PUNXSUTAWNEY, Pa. — Pennsylvania’s Punxsutawney Phil told people to prepare for six more weeks of winter on Thursday, making him the minority opinion among his groundhog brethren who seem to think that spring is coming early.
But with such a mild and relatively snowless winter so far, who can tell the difference?
Phil’s “prediction” came as he emerged from his lair to “see” his shadow on Gobbler’s Knob, a tiny hill in the town for which he’s named about 65 miles northeast of Pittsburgh.
Yet groundhogs in at least five other states — West Virginia’s French Creek Freddie, Georgia’s Gen. Beauregard Lee, Michigan’s Woody the Woodchuck, Ohio’s Buckeye Chuck and New York’s Staten Island Chuck (full name: Charles G. Hogg) — did not see their shadows. Nor did Ontario’s Wiarton Willie or Nova Scotia’s Shubenacadie Sam.
The Groundhog Day celebration is rooted in a German superstition that says if a hibernating animal casts a shadow on Feb. 2, the Christian holiday of Candlemas, winter will last another six weeks.

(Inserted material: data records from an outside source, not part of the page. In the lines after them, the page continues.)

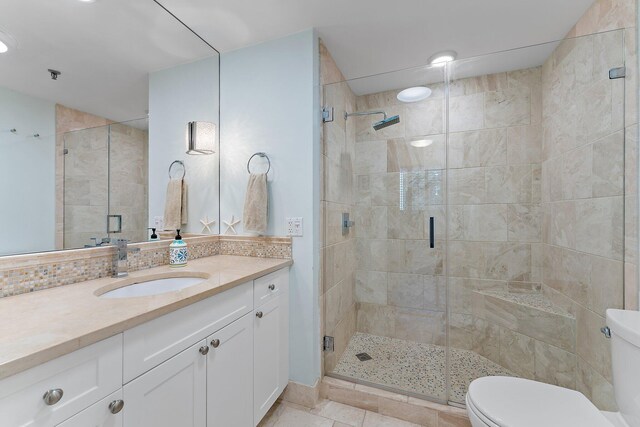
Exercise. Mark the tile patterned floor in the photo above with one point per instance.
(413, 367)
(327, 414)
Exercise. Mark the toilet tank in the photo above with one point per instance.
(625, 362)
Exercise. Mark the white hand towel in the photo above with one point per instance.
(175, 210)
(256, 207)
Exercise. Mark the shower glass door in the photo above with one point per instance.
(536, 208)
(518, 167)
(128, 180)
(106, 184)
(86, 184)
(384, 290)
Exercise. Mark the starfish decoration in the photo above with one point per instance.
(206, 224)
(231, 225)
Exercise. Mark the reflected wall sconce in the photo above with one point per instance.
(201, 138)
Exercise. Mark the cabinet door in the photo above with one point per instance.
(98, 415)
(172, 394)
(270, 353)
(230, 375)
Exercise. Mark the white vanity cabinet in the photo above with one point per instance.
(172, 394)
(106, 413)
(270, 340)
(220, 362)
(230, 375)
(60, 388)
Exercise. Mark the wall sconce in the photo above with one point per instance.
(201, 138)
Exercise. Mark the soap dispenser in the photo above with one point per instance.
(154, 236)
(178, 252)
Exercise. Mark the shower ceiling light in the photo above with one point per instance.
(421, 143)
(414, 94)
(441, 58)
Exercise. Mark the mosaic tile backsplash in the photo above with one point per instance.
(21, 274)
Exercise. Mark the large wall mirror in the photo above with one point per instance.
(99, 101)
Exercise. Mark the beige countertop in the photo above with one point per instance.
(40, 326)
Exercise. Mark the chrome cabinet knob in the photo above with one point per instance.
(53, 396)
(116, 406)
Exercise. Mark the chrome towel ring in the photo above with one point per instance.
(259, 154)
(179, 162)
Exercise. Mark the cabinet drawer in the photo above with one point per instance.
(98, 414)
(84, 376)
(270, 286)
(154, 342)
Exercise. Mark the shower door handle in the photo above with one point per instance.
(432, 228)
(118, 219)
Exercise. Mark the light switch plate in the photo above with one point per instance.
(294, 226)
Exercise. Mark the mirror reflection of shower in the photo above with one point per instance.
(385, 122)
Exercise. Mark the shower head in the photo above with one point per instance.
(385, 122)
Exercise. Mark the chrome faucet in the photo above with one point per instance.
(122, 268)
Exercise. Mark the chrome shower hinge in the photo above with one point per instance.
(327, 343)
(617, 73)
(327, 114)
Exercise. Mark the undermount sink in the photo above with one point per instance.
(153, 287)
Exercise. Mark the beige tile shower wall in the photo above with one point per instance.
(337, 300)
(68, 120)
(400, 282)
(129, 176)
(494, 220)
(589, 167)
(117, 153)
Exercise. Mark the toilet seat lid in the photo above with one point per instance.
(507, 402)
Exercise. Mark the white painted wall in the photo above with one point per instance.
(269, 102)
(178, 95)
(27, 173)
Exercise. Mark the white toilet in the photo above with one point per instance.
(516, 402)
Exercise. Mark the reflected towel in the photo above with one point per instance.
(256, 204)
(175, 210)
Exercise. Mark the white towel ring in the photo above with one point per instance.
(180, 162)
(260, 154)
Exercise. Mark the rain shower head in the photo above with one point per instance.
(385, 122)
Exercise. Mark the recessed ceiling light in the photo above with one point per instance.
(6, 42)
(441, 58)
(421, 143)
(414, 94)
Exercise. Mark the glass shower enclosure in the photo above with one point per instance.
(105, 184)
(489, 223)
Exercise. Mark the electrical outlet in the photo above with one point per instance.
(294, 226)
(158, 222)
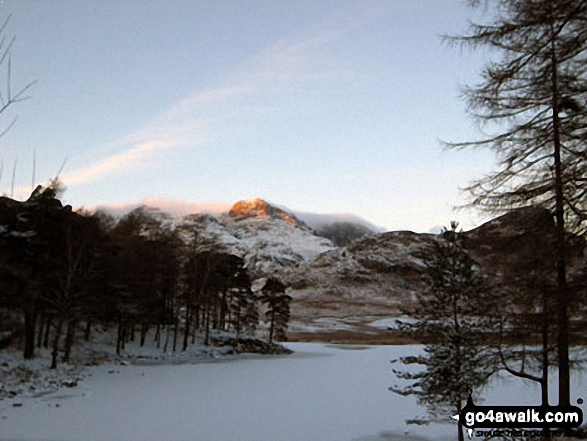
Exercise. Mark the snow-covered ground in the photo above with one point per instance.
(322, 392)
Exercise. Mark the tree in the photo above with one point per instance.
(532, 102)
(9, 97)
(449, 319)
(278, 311)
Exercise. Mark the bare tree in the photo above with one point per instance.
(532, 103)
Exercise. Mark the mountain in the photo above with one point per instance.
(353, 294)
(354, 291)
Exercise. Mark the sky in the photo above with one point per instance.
(331, 106)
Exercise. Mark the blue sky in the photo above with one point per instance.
(321, 106)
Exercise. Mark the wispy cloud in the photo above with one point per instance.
(204, 116)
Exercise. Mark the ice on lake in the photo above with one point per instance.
(322, 392)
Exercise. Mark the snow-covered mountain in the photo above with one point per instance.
(353, 293)
(270, 239)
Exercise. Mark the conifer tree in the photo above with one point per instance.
(448, 318)
(531, 103)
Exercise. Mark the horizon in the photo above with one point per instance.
(325, 107)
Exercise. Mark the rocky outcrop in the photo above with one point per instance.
(259, 209)
(347, 289)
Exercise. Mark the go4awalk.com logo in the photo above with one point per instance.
(518, 417)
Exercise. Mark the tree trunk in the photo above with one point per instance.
(175, 325)
(56, 338)
(144, 329)
(158, 335)
(562, 291)
(207, 338)
(30, 319)
(69, 337)
(186, 331)
(271, 326)
(41, 320)
(47, 331)
(88, 330)
(119, 337)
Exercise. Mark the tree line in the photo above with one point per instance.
(531, 103)
(62, 272)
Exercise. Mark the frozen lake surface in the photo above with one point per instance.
(320, 393)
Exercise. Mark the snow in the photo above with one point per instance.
(322, 392)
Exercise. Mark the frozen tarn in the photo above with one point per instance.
(326, 393)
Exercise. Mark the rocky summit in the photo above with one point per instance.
(260, 209)
(356, 293)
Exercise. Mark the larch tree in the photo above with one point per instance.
(448, 318)
(531, 103)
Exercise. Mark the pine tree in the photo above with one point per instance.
(448, 318)
(532, 102)
(278, 310)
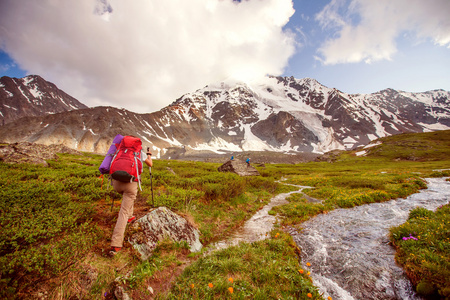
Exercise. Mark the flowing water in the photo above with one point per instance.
(259, 225)
(349, 249)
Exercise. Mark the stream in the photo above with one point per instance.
(349, 250)
(259, 225)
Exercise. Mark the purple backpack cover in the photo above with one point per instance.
(104, 167)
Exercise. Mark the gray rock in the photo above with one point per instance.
(239, 167)
(25, 152)
(159, 224)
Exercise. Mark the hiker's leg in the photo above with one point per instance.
(129, 195)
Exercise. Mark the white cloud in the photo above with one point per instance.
(142, 54)
(367, 30)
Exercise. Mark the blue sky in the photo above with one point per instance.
(142, 55)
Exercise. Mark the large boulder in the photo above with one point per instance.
(159, 224)
(239, 167)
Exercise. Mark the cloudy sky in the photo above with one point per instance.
(143, 54)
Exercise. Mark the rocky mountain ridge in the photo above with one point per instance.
(279, 114)
(32, 96)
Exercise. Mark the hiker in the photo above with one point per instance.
(129, 191)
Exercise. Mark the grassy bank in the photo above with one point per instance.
(46, 210)
(423, 249)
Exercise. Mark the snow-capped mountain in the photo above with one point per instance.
(32, 96)
(278, 114)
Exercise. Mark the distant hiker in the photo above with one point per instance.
(125, 170)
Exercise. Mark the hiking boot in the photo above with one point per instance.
(114, 251)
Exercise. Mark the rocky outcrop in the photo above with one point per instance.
(31, 153)
(239, 167)
(159, 224)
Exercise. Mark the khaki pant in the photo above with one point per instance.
(129, 192)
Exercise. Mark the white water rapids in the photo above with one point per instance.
(349, 249)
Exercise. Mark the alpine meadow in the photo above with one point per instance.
(57, 220)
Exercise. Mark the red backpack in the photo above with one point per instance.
(126, 166)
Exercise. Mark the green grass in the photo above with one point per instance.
(423, 249)
(46, 210)
(267, 269)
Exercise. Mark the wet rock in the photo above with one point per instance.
(159, 224)
(239, 167)
(25, 152)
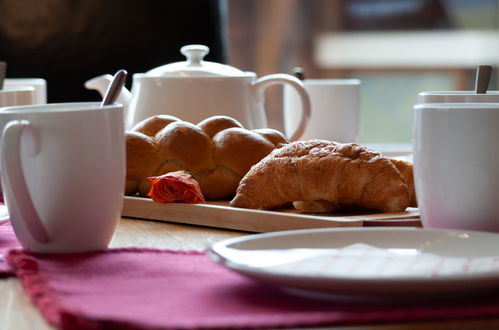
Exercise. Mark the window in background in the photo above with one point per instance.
(396, 47)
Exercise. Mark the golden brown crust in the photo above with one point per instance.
(187, 145)
(215, 124)
(150, 126)
(217, 151)
(346, 175)
(238, 149)
(272, 135)
(406, 169)
(143, 156)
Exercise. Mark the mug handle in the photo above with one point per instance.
(12, 167)
(282, 78)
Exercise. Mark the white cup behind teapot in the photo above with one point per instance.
(39, 85)
(196, 89)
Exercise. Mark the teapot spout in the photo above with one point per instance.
(101, 84)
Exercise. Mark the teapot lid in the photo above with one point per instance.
(194, 66)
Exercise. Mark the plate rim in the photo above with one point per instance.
(477, 279)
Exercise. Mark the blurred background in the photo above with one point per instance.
(396, 47)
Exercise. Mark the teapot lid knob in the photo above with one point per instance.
(194, 53)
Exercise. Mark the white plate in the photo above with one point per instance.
(367, 262)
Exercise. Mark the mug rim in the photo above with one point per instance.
(458, 93)
(334, 82)
(63, 107)
(245, 75)
(457, 105)
(9, 89)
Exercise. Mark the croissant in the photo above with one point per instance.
(323, 176)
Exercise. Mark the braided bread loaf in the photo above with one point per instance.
(218, 152)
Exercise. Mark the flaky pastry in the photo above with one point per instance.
(324, 176)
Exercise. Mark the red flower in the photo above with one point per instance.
(177, 186)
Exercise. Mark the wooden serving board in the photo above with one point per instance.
(220, 215)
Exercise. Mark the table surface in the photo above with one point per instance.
(17, 312)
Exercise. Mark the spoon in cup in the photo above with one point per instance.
(482, 79)
(114, 88)
(3, 71)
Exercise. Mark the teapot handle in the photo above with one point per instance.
(11, 165)
(282, 78)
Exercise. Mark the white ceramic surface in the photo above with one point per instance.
(16, 95)
(457, 97)
(195, 89)
(4, 214)
(63, 173)
(335, 106)
(456, 165)
(39, 84)
(291, 259)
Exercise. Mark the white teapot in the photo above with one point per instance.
(195, 89)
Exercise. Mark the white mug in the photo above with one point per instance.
(334, 109)
(457, 97)
(63, 173)
(16, 95)
(39, 84)
(456, 165)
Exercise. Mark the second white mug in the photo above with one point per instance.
(455, 165)
(63, 174)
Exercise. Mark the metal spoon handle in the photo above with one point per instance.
(482, 78)
(3, 73)
(115, 87)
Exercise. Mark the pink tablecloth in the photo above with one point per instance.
(159, 289)
(8, 241)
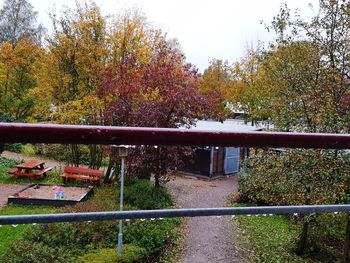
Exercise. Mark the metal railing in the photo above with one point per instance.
(31, 133)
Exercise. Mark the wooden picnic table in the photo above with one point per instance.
(31, 168)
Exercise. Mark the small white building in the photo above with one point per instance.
(216, 161)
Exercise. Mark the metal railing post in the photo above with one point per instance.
(120, 235)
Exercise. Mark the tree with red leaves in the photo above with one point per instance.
(160, 93)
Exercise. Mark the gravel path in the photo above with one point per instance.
(9, 189)
(208, 239)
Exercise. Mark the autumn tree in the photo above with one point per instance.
(19, 66)
(249, 94)
(305, 73)
(18, 20)
(78, 53)
(215, 85)
(161, 93)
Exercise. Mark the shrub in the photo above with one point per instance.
(151, 235)
(14, 147)
(28, 149)
(8, 162)
(131, 253)
(144, 195)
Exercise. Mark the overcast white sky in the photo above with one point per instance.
(205, 29)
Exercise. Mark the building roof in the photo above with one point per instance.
(231, 125)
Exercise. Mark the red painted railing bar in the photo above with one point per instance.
(47, 133)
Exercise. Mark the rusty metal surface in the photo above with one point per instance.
(47, 133)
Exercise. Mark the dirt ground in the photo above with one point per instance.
(8, 189)
(208, 239)
(47, 192)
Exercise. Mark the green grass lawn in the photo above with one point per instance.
(52, 177)
(9, 234)
(273, 239)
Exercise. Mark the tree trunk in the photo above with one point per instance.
(346, 249)
(158, 169)
(302, 242)
(75, 155)
(96, 153)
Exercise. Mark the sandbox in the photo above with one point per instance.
(40, 194)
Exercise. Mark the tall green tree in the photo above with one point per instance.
(77, 58)
(19, 66)
(19, 20)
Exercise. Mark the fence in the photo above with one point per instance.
(31, 133)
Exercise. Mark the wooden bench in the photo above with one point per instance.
(82, 174)
(12, 171)
(44, 171)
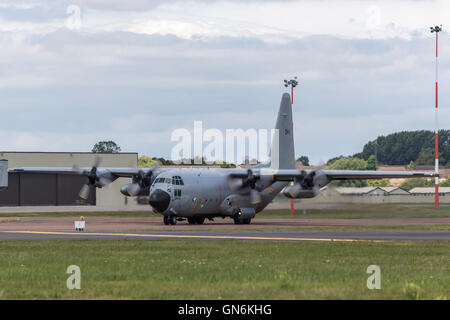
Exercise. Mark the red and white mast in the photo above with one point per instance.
(436, 30)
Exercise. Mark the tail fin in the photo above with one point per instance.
(282, 154)
(3, 174)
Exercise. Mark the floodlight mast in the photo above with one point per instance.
(291, 83)
(436, 30)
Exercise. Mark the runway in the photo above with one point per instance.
(342, 236)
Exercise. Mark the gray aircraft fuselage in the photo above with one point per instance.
(204, 192)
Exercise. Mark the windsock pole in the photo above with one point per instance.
(436, 30)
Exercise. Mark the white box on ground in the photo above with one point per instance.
(80, 225)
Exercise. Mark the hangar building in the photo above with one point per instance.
(36, 189)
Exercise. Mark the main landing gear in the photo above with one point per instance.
(196, 220)
(238, 220)
(170, 220)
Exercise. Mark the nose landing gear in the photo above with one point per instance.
(238, 220)
(196, 220)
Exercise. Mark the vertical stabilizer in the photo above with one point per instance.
(282, 154)
(3, 174)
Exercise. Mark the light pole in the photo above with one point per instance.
(291, 83)
(436, 30)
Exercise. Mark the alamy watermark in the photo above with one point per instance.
(374, 281)
(74, 280)
(213, 146)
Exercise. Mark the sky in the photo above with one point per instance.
(75, 72)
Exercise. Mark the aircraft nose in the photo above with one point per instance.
(159, 200)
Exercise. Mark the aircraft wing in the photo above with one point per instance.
(290, 174)
(116, 172)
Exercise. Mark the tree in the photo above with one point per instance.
(106, 147)
(411, 166)
(349, 163)
(371, 163)
(401, 148)
(445, 183)
(145, 162)
(426, 157)
(304, 160)
(378, 183)
(416, 182)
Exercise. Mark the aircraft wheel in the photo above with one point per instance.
(166, 220)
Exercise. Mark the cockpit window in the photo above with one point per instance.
(177, 180)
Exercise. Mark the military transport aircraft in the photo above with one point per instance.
(239, 193)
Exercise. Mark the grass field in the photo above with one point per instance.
(358, 211)
(129, 269)
(354, 211)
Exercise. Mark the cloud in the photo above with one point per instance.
(118, 78)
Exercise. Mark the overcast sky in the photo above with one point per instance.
(133, 71)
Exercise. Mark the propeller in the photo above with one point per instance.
(248, 181)
(92, 179)
(142, 180)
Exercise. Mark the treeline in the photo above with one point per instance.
(403, 147)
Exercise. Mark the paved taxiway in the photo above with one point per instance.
(387, 235)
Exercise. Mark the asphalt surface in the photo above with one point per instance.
(388, 235)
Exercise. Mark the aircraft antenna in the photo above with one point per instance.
(436, 30)
(291, 83)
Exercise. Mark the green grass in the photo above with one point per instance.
(173, 269)
(358, 211)
(343, 212)
(424, 227)
(148, 213)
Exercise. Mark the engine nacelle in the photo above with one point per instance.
(128, 191)
(297, 192)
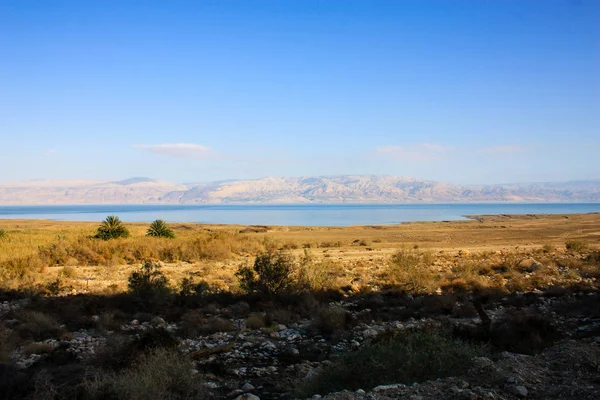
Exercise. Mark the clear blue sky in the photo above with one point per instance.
(187, 91)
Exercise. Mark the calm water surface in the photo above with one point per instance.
(305, 214)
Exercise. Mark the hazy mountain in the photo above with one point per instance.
(131, 191)
(324, 189)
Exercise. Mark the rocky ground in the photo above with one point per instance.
(240, 353)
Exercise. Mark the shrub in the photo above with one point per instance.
(547, 248)
(410, 268)
(159, 228)
(575, 246)
(36, 325)
(161, 374)
(524, 333)
(400, 358)
(312, 275)
(149, 283)
(271, 274)
(332, 318)
(111, 228)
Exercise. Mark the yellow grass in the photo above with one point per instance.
(449, 254)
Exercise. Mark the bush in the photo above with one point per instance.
(332, 318)
(111, 228)
(161, 374)
(36, 325)
(149, 283)
(312, 275)
(271, 274)
(159, 228)
(399, 358)
(410, 268)
(524, 333)
(575, 246)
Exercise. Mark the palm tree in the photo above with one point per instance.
(111, 228)
(159, 228)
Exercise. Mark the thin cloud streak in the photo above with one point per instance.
(418, 152)
(178, 150)
(502, 149)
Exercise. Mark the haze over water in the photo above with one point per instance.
(305, 214)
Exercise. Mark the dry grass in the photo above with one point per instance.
(59, 257)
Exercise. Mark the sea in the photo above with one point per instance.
(291, 214)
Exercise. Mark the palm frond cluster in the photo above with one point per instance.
(159, 228)
(113, 228)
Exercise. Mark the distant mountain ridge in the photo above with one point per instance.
(270, 190)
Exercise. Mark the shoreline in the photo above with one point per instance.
(462, 218)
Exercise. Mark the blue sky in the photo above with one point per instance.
(189, 91)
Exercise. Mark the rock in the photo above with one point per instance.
(455, 390)
(272, 369)
(248, 387)
(482, 362)
(519, 391)
(247, 396)
(235, 393)
(370, 333)
(383, 388)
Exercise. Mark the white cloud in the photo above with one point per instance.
(418, 152)
(502, 149)
(179, 150)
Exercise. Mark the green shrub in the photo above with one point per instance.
(159, 228)
(149, 283)
(111, 228)
(271, 274)
(400, 358)
(313, 275)
(575, 246)
(161, 374)
(547, 248)
(36, 325)
(332, 318)
(411, 269)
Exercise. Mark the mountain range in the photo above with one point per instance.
(270, 190)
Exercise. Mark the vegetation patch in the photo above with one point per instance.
(398, 358)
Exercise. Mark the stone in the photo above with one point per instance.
(235, 393)
(248, 387)
(455, 390)
(383, 388)
(247, 396)
(519, 391)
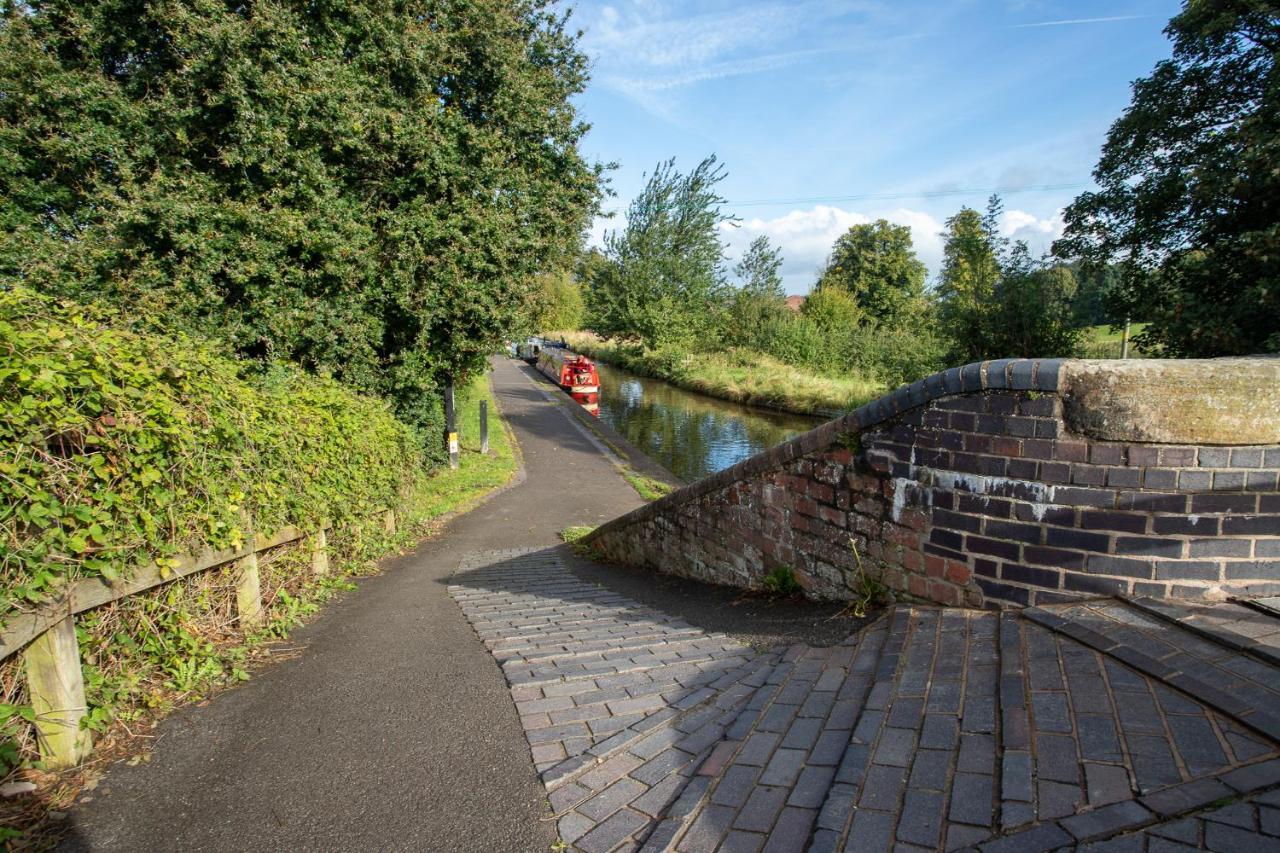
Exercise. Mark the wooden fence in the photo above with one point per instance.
(46, 637)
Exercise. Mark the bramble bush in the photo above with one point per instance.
(118, 448)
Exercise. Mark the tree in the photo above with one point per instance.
(1033, 313)
(664, 283)
(1188, 204)
(833, 310)
(758, 270)
(876, 264)
(368, 190)
(560, 305)
(995, 300)
(970, 270)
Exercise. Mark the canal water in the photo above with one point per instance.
(688, 433)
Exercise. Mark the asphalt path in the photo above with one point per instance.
(393, 730)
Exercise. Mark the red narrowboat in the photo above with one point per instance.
(575, 374)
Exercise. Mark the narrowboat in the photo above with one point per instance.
(575, 374)
(529, 350)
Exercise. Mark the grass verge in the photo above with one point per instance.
(178, 644)
(647, 487)
(739, 375)
(1106, 342)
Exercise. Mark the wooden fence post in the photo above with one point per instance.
(56, 689)
(248, 591)
(320, 553)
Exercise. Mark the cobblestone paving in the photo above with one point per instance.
(1097, 725)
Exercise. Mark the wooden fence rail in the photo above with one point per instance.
(46, 637)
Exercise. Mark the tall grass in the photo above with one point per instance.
(736, 374)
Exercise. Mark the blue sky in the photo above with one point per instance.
(828, 114)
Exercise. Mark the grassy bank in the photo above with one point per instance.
(736, 374)
(159, 443)
(1105, 342)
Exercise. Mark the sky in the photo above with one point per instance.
(830, 114)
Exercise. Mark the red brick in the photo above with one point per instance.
(914, 519)
(1006, 446)
(832, 516)
(807, 506)
(840, 456)
(822, 492)
(958, 573)
(935, 566)
(944, 593)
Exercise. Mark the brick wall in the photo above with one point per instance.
(970, 487)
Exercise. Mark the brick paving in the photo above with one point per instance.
(1109, 724)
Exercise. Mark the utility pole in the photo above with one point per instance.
(451, 423)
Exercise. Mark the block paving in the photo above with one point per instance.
(1111, 724)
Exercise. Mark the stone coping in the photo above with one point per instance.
(1184, 401)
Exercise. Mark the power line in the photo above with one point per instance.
(891, 196)
(920, 194)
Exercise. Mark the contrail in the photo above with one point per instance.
(1077, 21)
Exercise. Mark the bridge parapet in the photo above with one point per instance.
(1011, 482)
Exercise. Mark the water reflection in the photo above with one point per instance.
(690, 434)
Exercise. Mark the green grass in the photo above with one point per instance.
(575, 533)
(451, 491)
(1104, 342)
(647, 487)
(572, 537)
(736, 374)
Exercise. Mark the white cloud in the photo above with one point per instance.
(805, 236)
(1038, 233)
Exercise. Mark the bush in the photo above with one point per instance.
(122, 448)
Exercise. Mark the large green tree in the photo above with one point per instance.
(995, 300)
(967, 286)
(876, 264)
(1189, 188)
(758, 270)
(664, 282)
(366, 188)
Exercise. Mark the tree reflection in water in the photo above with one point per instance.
(690, 434)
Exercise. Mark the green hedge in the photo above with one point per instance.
(118, 448)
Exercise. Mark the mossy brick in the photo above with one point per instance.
(1188, 570)
(1246, 457)
(1260, 482)
(1229, 480)
(1123, 566)
(1194, 480)
(1159, 479)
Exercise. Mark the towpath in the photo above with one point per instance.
(393, 729)
(493, 693)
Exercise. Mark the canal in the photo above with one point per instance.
(688, 433)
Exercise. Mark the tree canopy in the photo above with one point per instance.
(876, 264)
(664, 281)
(995, 300)
(1188, 204)
(364, 188)
(758, 270)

If no shadow is seen, legend says, spring will come early.
Temperatures were near freezing when Phil emerged at dawn — unseasonably warm for Punxsutawney — and were forecast to climb into the mid-40s in a winter that’s brought little snow and only a few notably cold days to much of the East.
Inmate adds pig image to Vt. police cruiser decals
MONTPELIER, Vt. — A Vermont prison inmate who makes stationery and license plates has gotten the best of the state police by adding the image of a pig to the state decal on their cruisers.
One of the spots on the cow in the state crest has been changed to the shape of a pig, a derogatory term for police. The 16-inch car door decals are made by prisoners in Windsor.
State police discovered the pig images Wednesday. They say they believe the decals have been added to about 30 cruisers in the past year.
Who made the modification and when is being reviewed by the Department of Corrections. Corrections Commissioner Andy Pallito said Thursday new decals will be made by Monday for about $800.
New study doubles estimate of global malaria deaths
The number of people who die annually from malaria is roughly double the current estimate, with a huge overlooked death toll in adults who, according to conventional teaching, rarely die from the tropical disease. That’s the conclusion of a new study that, if widely accepted, could affect billions of dollars of charitable spending and foreign aid in the developing world. The new estimate is likely to spur increased competition for global health spending, which has stalled in the economic downturn.
The report, published in the Lancet, describes malaria as a problem not only far bigger than believed but also declining rapidly because of better prevention and treatment.
According to the new calculations, global malaria deaths peaked in 2004 at 1.81 million but by 2010 had fallen to 1.24 million. That year, 524,000 people ages 5 or older died of the disease, about 42 percent of the global toll.
In contrast, the World Health Organization estimates that 655,000 died of malaria in 2010, with 91,000, 14 percent, being people ages 5 and older. The WHO agrees that deaths from the disease peaked in 2004.
More Space Station delays as Russian vehicle fails ground test
WASHINGTON — Crew rotation on the international space station will be delayed for the second time in six months after a Russian space capsule ruptured during ground tests last week, Michael Suffredini, NASA’s program manager for the space station, said Thursday.
Russian technicians overpressurized the Soyuz vehicle and split welds on the descent module, which brings space fliers back to Earth, Suffredini said.
Veteran NASA astronaut Joseph Acaba and two Russian cosmonauts were scheduled to launch to the station on March 29 but will now fly on another Soyuz on May 15.